The problem for the government is that too many cars now qualify for the zero VED tax rate. A whopping 74% of new cars now have CO2 emissions of less than 130g/km. Many of these have emissions of less than 99g/km, and thus qualify for the free road tax for the life of the car.

What started out as an incentive to encourage people to buy lower emission models, has turned into a big cost for the excheqeur. The solution — as you’d expect — is that road tax rates are changing.

Under the new system, buyers of cars registered after 1 April 2017 will pay a first-year VED rate based on the CO2 emissions of their vehicle. This is broadly similar to the current setup, although some rates are changing.

However, from the second year onwards, owners of all cars other than zero emission cars will pay a standard rate of £140 per year. Cars with a purchase price of more than £40,000 will also pay a £310 supplement for the first five years.

Here’s a summary of what to expect:

VED car tax bands for cars first registered from 1 April 2017
CO2 emissions (g/km) First year rate Standard rate*
0 £0 £0
1-50 £10 £140
51-75 £25
76-90 £100
91-100 £120
101-110 £140
111-130 £160
131-150 £200
151-170 £500
171-190 £800
191-225 £1,200
226-255 £1,700
Over 255 £2,000
Cars with a list price of over £40,000 when new will pay a £310 annual supplement on top of standard rate for five years.

Won’t this cost me more?

If you think the new system is likely to cost you more, you’re probably right. All of the UK’s most popular cars will be hit by the changes. For example:

1) Ford Fiesta 1.0 EcoBoost 100PS Zetec

Current VED cost over four years: £0
New VED cost over four years: £540

2) Vauxhall Corsa 1.3 CDTi 95PS ecoFlex Design

Current VED cost over four years: £0
New VED cost over four years: £540

5) Nissan Qashqai 1.5 dCi 110PS Visia

Current VED cost over four years: £0
New VED cost over four years: £540

HonestJohn.co.uk’s research indicates that this new system will raise an additional £1.4 billion for the government over the next four years. It’s easy to see why this has been done, but in reality, it’s just another stealth tax on road users.

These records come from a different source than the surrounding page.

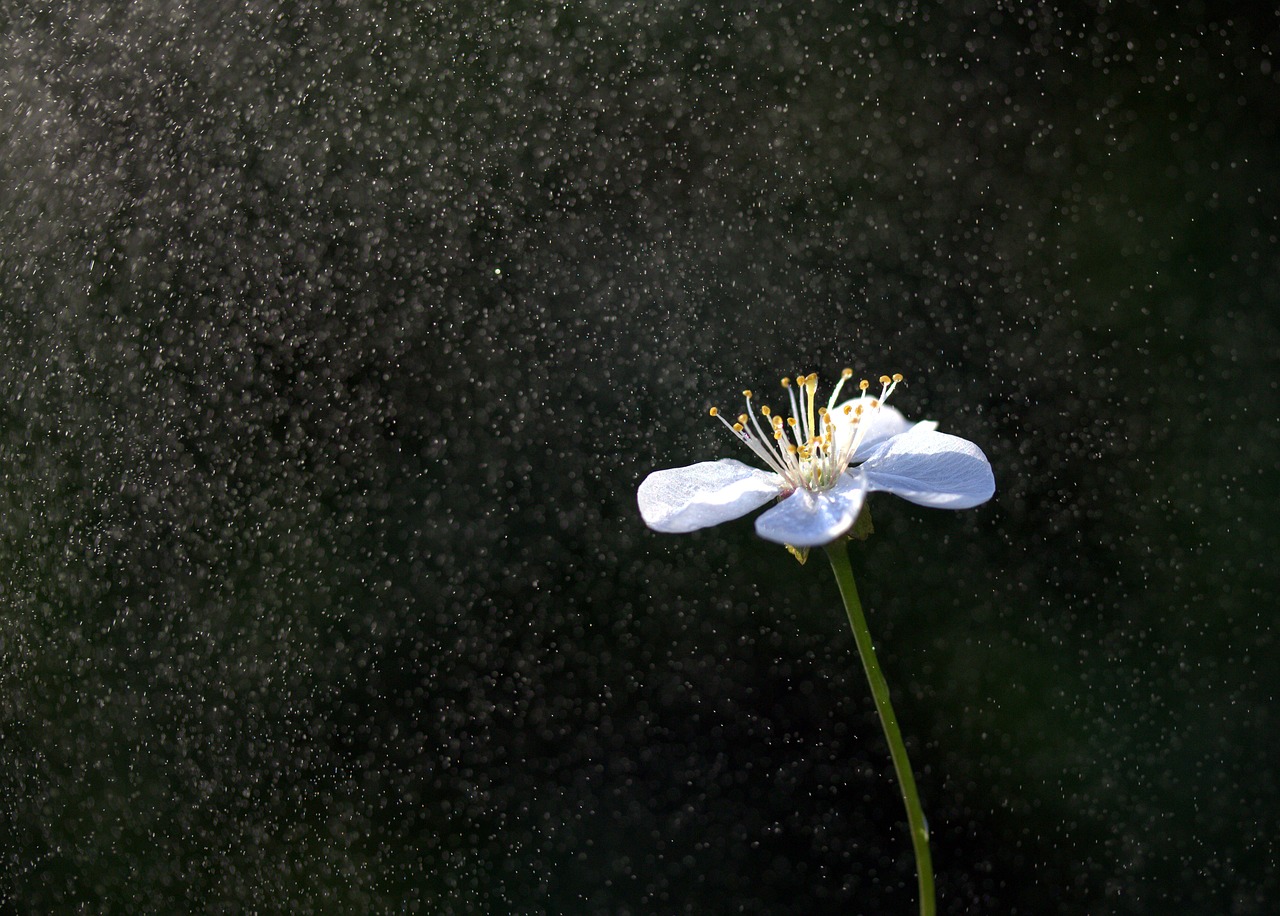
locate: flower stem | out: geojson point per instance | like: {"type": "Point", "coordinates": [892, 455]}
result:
{"type": "Point", "coordinates": [839, 557]}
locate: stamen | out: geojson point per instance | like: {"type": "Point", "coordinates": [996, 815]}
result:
{"type": "Point", "coordinates": [809, 449]}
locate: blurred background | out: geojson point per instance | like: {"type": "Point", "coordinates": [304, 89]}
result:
{"type": "Point", "coordinates": [336, 338]}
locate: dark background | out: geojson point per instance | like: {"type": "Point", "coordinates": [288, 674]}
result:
{"type": "Point", "coordinates": [336, 338]}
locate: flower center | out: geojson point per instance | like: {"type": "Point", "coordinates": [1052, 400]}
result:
{"type": "Point", "coordinates": [813, 445]}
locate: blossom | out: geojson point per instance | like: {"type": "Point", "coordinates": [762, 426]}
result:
{"type": "Point", "coordinates": [822, 462]}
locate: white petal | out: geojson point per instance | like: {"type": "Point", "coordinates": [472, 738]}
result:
{"type": "Point", "coordinates": [810, 520]}
{"type": "Point", "coordinates": [931, 468]}
{"type": "Point", "coordinates": [880, 426]}
{"type": "Point", "coordinates": [696, 497]}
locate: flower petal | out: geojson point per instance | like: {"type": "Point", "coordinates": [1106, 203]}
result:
{"type": "Point", "coordinates": [810, 520]}
{"type": "Point", "coordinates": [881, 425]}
{"type": "Point", "coordinates": [929, 468]}
{"type": "Point", "coordinates": [696, 497]}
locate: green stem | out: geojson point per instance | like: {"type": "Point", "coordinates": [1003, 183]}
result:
{"type": "Point", "coordinates": [839, 557]}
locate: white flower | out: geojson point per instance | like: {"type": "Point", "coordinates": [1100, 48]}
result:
{"type": "Point", "coordinates": [822, 465]}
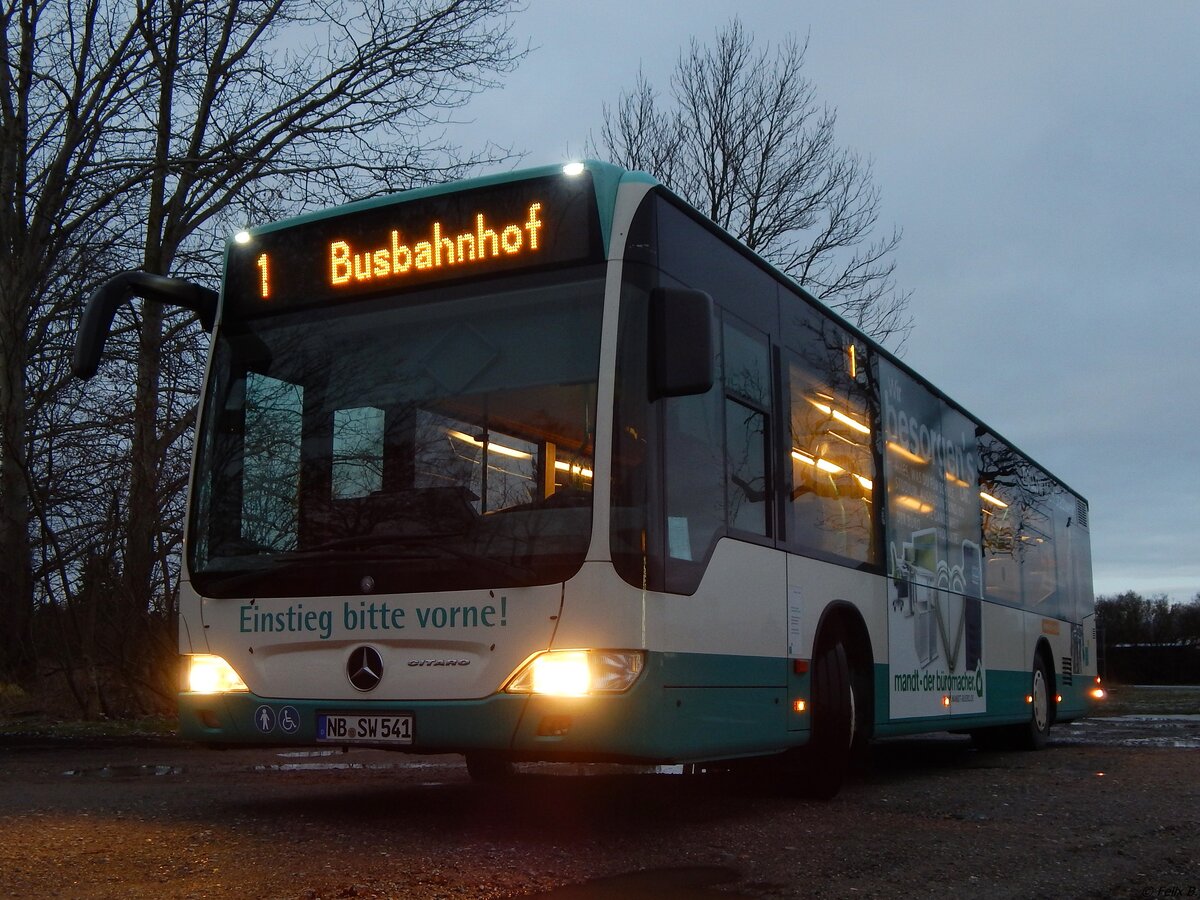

What can I do to avoid this?

If you want a new car but are keen to avoid the new VED regime, then you need to buy a new car before 1 April 2017.

That may prove harder than you think. With less than four months to go, many popular new cars have lead times of three months or more. Some Ford Focus buyers are being quoted 3.5 months, for example, while lead times for the Volvo XC90 can be 4-5 months, according to HonestJohn.co.uk.

Commenting on the outlook for new car buyers, HonestJohn.co.uk’s Managing Editor, Daniel Powell, said:

“The new VED rules are a mixed message from the government, as they’re reducing the incentive for customers to choose low emission cars. However, savvy buyers can save themselves a significant amount of money, even if waiting lists are already too long to meet the deadline by simply looking at pre-registered cars.”

Pre-registered or even ex-demo cars are generally as good as new, with low miles, a manufacturer’s warranty and ready availability on dealers’ forecourts. If you’re able to get the car you want in this way, then it may be worth sacrificing the pleasure of owning a genuinely new car.